Bryce Harriman se encontraba en el cruce de la Quinta Avenida y la calle Sesenta y siete, contemplando uno de los anónimos rascacielos de ladrillo blanco que infestaban Upper East Side. Era una tarde de martes gris. Detrás de los globos oculares de Harriman, en un lugar indefinido, palpitaba una vieja resaca. Ritts, el director de su periódico, le había echado la bronca por no haber cubierto la noticia a lo largo de la noche. ¡No, si aún tendría que estar de guardia, como un médico! La verdad, tampoco le pagaban como para salir a husmear a las tres de la mañana. Sin contar que no estaba en condiciones de informar sobre ningún asesinato. Ya había tenido bastante mérito volver a casa en metro.

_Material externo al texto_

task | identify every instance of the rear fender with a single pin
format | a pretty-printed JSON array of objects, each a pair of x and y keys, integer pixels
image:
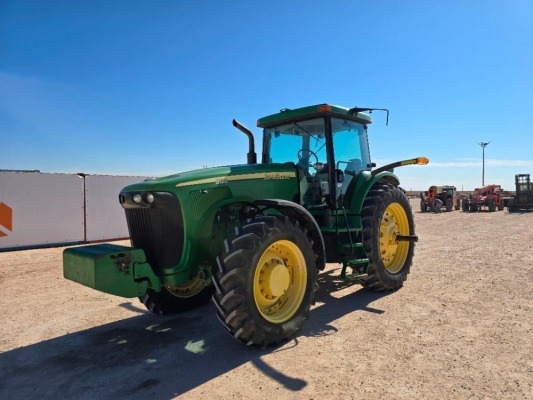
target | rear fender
[
  {"x": 296, "y": 211},
  {"x": 362, "y": 185}
]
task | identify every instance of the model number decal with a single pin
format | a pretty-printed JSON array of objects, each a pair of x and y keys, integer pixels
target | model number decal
[{"x": 277, "y": 176}]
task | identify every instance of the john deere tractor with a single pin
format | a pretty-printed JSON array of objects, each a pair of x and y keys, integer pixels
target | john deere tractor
[{"x": 254, "y": 237}]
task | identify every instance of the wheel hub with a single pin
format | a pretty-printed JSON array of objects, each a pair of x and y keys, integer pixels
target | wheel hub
[
  {"x": 275, "y": 279},
  {"x": 387, "y": 238}
]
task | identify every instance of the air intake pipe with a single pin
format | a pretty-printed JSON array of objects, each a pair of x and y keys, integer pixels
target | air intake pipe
[{"x": 252, "y": 156}]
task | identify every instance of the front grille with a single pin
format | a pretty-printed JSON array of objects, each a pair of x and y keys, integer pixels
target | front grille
[{"x": 156, "y": 228}]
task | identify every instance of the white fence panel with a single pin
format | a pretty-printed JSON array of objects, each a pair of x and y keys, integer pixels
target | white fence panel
[
  {"x": 39, "y": 209},
  {"x": 105, "y": 216}
]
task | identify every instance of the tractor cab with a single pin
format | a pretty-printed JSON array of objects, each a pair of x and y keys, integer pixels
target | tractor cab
[{"x": 328, "y": 146}]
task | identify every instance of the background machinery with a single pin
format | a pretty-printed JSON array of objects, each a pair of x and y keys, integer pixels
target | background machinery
[
  {"x": 254, "y": 237},
  {"x": 523, "y": 198},
  {"x": 437, "y": 197},
  {"x": 489, "y": 197}
]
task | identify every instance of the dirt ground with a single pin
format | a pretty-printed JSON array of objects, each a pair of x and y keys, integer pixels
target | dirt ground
[{"x": 460, "y": 328}]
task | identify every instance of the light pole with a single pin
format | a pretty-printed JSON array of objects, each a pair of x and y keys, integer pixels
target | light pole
[{"x": 483, "y": 145}]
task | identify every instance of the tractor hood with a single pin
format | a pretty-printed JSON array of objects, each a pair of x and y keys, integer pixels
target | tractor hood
[{"x": 217, "y": 176}]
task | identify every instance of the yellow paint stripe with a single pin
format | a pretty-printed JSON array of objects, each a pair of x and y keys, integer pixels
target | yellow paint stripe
[{"x": 233, "y": 178}]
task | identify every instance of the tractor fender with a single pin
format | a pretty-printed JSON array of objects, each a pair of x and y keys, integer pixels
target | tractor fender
[
  {"x": 365, "y": 181},
  {"x": 296, "y": 211}
]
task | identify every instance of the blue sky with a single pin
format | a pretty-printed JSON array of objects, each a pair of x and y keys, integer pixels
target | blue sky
[{"x": 150, "y": 88}]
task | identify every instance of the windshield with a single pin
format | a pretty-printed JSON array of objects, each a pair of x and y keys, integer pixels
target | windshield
[{"x": 304, "y": 144}]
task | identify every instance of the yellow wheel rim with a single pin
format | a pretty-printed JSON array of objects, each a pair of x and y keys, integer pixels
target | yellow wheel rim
[
  {"x": 189, "y": 289},
  {"x": 280, "y": 281},
  {"x": 393, "y": 253}
]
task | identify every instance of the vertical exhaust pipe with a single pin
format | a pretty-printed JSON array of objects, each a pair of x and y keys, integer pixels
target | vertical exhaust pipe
[{"x": 251, "y": 156}]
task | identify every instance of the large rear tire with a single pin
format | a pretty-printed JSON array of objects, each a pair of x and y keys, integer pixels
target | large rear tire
[
  {"x": 266, "y": 280},
  {"x": 174, "y": 300},
  {"x": 387, "y": 213}
]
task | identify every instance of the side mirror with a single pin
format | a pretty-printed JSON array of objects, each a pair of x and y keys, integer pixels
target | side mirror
[{"x": 340, "y": 175}]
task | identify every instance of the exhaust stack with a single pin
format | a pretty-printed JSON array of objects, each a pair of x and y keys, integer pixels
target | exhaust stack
[{"x": 252, "y": 156}]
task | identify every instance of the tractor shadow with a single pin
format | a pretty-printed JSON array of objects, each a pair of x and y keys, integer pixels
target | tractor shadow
[{"x": 158, "y": 357}]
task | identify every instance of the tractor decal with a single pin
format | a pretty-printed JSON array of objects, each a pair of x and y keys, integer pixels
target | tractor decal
[{"x": 244, "y": 177}]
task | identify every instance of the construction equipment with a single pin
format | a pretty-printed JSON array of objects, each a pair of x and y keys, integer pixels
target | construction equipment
[
  {"x": 437, "y": 197},
  {"x": 523, "y": 198},
  {"x": 254, "y": 237},
  {"x": 488, "y": 197}
]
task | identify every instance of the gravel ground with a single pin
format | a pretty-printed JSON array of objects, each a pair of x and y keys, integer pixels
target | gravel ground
[{"x": 461, "y": 327}]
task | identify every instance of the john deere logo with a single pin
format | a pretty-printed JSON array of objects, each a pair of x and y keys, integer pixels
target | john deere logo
[{"x": 6, "y": 219}]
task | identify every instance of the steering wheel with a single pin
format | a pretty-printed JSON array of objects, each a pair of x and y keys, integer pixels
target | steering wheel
[{"x": 310, "y": 152}]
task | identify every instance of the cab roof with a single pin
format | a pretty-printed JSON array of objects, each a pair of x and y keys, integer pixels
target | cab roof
[{"x": 320, "y": 110}]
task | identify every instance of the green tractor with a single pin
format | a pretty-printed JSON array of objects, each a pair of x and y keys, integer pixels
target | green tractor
[{"x": 254, "y": 237}]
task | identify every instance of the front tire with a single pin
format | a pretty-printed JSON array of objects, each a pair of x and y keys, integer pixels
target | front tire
[
  {"x": 387, "y": 213},
  {"x": 266, "y": 281}
]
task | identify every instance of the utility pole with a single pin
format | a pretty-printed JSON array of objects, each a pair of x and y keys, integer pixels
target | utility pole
[{"x": 483, "y": 145}]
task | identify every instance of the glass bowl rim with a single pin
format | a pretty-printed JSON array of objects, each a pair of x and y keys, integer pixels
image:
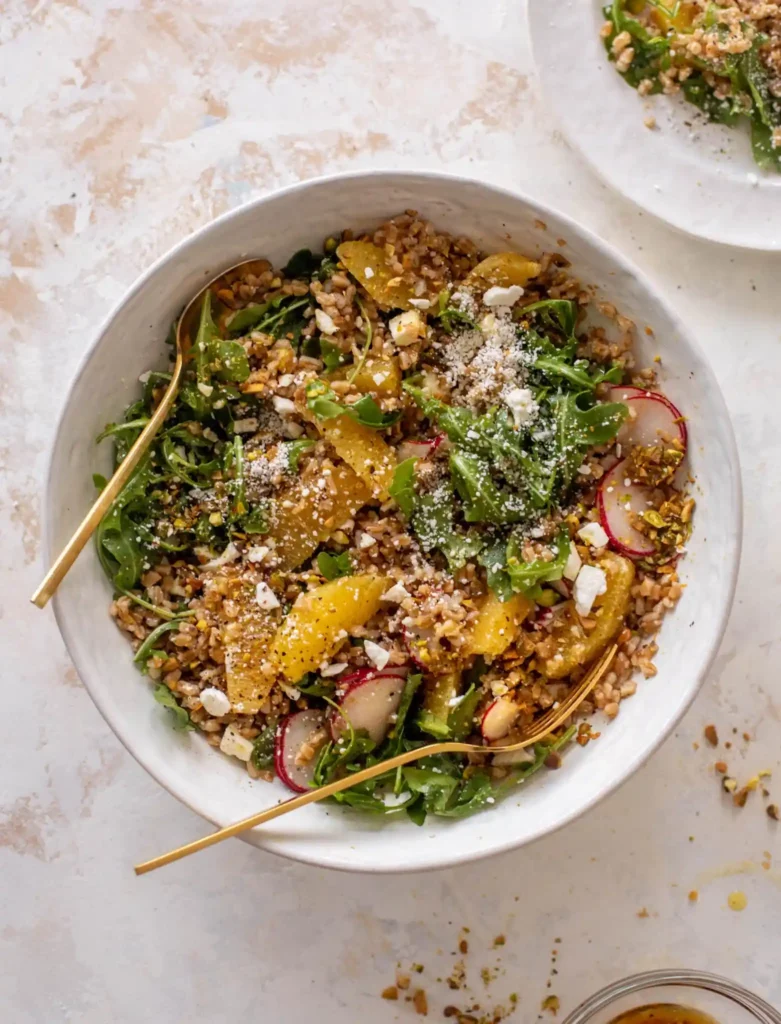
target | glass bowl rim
[{"x": 683, "y": 977}]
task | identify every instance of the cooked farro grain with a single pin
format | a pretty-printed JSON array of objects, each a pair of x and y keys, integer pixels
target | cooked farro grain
[{"x": 424, "y": 486}]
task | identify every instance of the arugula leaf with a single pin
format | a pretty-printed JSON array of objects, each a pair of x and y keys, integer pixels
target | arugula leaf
[
  {"x": 526, "y": 577},
  {"x": 294, "y": 451},
  {"x": 561, "y": 314},
  {"x": 402, "y": 485},
  {"x": 450, "y": 316},
  {"x": 214, "y": 356},
  {"x": 146, "y": 649},
  {"x": 321, "y": 400},
  {"x": 483, "y": 501},
  {"x": 179, "y": 717},
  {"x": 262, "y": 755},
  {"x": 577, "y": 430},
  {"x": 334, "y": 566},
  {"x": 332, "y": 355},
  {"x": 493, "y": 559}
]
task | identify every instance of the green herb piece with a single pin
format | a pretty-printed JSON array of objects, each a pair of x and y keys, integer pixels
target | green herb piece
[
  {"x": 294, "y": 451},
  {"x": 146, "y": 649},
  {"x": 483, "y": 501},
  {"x": 526, "y": 577},
  {"x": 321, "y": 400},
  {"x": 366, "y": 344},
  {"x": 332, "y": 355},
  {"x": 334, "y": 566},
  {"x": 450, "y": 316},
  {"x": 179, "y": 717},
  {"x": 402, "y": 485},
  {"x": 262, "y": 755},
  {"x": 214, "y": 356},
  {"x": 577, "y": 430}
]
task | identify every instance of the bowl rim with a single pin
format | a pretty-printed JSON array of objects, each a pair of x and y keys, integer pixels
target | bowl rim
[{"x": 731, "y": 552}]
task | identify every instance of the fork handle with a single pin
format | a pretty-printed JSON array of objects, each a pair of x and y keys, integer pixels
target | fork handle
[{"x": 102, "y": 503}]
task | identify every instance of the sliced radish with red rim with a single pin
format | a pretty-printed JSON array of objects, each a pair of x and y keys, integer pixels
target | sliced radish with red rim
[
  {"x": 617, "y": 500},
  {"x": 370, "y": 704},
  {"x": 652, "y": 418},
  {"x": 499, "y": 719},
  {"x": 294, "y": 731}
]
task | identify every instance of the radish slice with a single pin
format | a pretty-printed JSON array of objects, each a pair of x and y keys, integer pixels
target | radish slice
[
  {"x": 651, "y": 417},
  {"x": 522, "y": 757},
  {"x": 371, "y": 705},
  {"x": 419, "y": 449},
  {"x": 497, "y": 719},
  {"x": 294, "y": 731},
  {"x": 616, "y": 500}
]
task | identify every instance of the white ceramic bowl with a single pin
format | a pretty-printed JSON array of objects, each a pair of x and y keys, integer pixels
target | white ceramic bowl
[{"x": 132, "y": 341}]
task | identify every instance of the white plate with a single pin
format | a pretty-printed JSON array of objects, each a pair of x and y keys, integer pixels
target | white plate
[
  {"x": 698, "y": 176},
  {"x": 132, "y": 341}
]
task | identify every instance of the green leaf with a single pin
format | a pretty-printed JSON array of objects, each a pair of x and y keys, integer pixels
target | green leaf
[
  {"x": 578, "y": 430},
  {"x": 561, "y": 314},
  {"x": 262, "y": 755},
  {"x": 179, "y": 717},
  {"x": 332, "y": 355},
  {"x": 402, "y": 485},
  {"x": 304, "y": 263},
  {"x": 294, "y": 451},
  {"x": 146, "y": 650},
  {"x": 461, "y": 721},
  {"x": 334, "y": 566},
  {"x": 525, "y": 577},
  {"x": 483, "y": 500},
  {"x": 428, "y": 722},
  {"x": 323, "y": 402}
]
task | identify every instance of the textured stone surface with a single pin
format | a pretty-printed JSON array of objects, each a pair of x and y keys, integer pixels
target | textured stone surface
[{"x": 124, "y": 127}]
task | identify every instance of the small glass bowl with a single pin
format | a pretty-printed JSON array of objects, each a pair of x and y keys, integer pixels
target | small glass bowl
[{"x": 726, "y": 1001}]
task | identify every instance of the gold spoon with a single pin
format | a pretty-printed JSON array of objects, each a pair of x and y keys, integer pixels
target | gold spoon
[
  {"x": 122, "y": 474},
  {"x": 539, "y": 728}
]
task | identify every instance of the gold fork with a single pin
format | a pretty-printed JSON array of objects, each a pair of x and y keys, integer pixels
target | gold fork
[
  {"x": 539, "y": 728},
  {"x": 122, "y": 474}
]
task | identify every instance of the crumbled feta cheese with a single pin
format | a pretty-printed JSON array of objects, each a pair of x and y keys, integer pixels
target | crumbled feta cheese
[
  {"x": 247, "y": 426},
  {"x": 215, "y": 701},
  {"x": 594, "y": 534},
  {"x": 406, "y": 328},
  {"x": 333, "y": 670},
  {"x": 283, "y": 406},
  {"x": 521, "y": 403},
  {"x": 503, "y": 296},
  {"x": 265, "y": 597},
  {"x": 397, "y": 593},
  {"x": 234, "y": 744},
  {"x": 228, "y": 555},
  {"x": 590, "y": 584},
  {"x": 572, "y": 566},
  {"x": 378, "y": 655},
  {"x": 324, "y": 323},
  {"x": 258, "y": 553}
]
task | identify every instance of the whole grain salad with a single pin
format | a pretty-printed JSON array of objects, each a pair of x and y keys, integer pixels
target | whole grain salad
[
  {"x": 407, "y": 491},
  {"x": 723, "y": 55}
]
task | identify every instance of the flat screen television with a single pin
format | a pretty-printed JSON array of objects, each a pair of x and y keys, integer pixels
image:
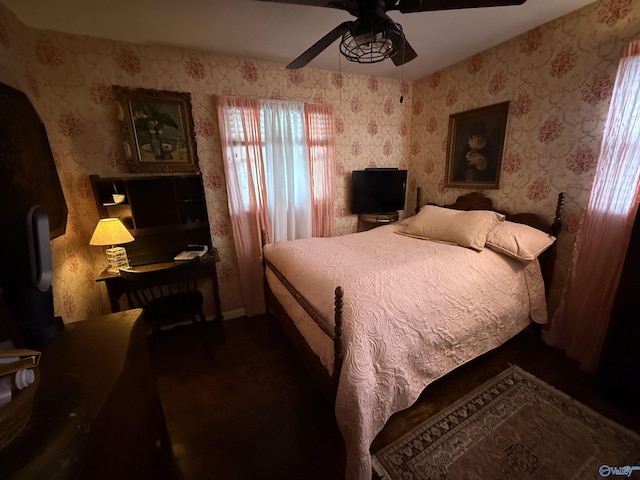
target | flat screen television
[{"x": 378, "y": 190}]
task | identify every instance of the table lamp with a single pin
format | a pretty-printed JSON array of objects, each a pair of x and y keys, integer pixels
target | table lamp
[{"x": 111, "y": 231}]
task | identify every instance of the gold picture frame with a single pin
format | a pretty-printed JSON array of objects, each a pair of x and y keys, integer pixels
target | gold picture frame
[
  {"x": 474, "y": 147},
  {"x": 157, "y": 128}
]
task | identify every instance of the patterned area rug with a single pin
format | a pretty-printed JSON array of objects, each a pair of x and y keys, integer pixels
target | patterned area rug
[{"x": 513, "y": 427}]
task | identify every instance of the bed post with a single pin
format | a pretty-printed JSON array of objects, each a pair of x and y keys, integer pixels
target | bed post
[
  {"x": 337, "y": 338},
  {"x": 557, "y": 221}
]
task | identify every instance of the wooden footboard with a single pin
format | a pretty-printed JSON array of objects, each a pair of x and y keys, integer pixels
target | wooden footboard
[{"x": 328, "y": 383}]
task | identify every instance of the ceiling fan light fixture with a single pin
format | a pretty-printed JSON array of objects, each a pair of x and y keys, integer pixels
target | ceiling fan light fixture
[{"x": 369, "y": 47}]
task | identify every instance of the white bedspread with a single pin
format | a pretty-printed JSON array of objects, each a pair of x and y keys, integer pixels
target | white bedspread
[{"x": 413, "y": 311}]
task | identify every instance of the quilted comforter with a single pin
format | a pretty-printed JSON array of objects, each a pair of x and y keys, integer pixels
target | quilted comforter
[{"x": 414, "y": 310}]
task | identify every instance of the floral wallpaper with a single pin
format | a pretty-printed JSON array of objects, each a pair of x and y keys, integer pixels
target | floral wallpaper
[
  {"x": 558, "y": 79},
  {"x": 68, "y": 79}
]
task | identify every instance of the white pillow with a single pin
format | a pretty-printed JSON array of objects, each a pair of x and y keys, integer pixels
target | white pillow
[
  {"x": 519, "y": 241},
  {"x": 459, "y": 227}
]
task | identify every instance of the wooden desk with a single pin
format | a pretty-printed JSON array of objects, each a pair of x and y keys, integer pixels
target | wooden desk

Esperaba encontrar a cuatro gatos, pero una multitud, con todas las de la ley, le recibió congregada por el informativo matinal de la tele y por Internet. Eran más de las dos del mediodía, pero ante el edificio se habían reunido como mínimo cien personas: papamoscas, siniestros, brujas blancas, tíos raros de East Village y hasta algún Hare Krishna, algo que Harriman llevaba cinco o seis años sin ver por Nueva York. ¿No trabajaban o qué? A su derecha, un grupo de satánicos con una especie de túnicas medievales dibujaban estrellas de cinco puntas en la acera y entonaban cánticos. A su izquierda, algunas monjas rezaban el rosario. Una pandilla de quinceañeros había organizado una vigilia con velas en pleno día y cantaban acompañados por el rasgueo de una guitarra. Era increíble, digno de una película de Fellini.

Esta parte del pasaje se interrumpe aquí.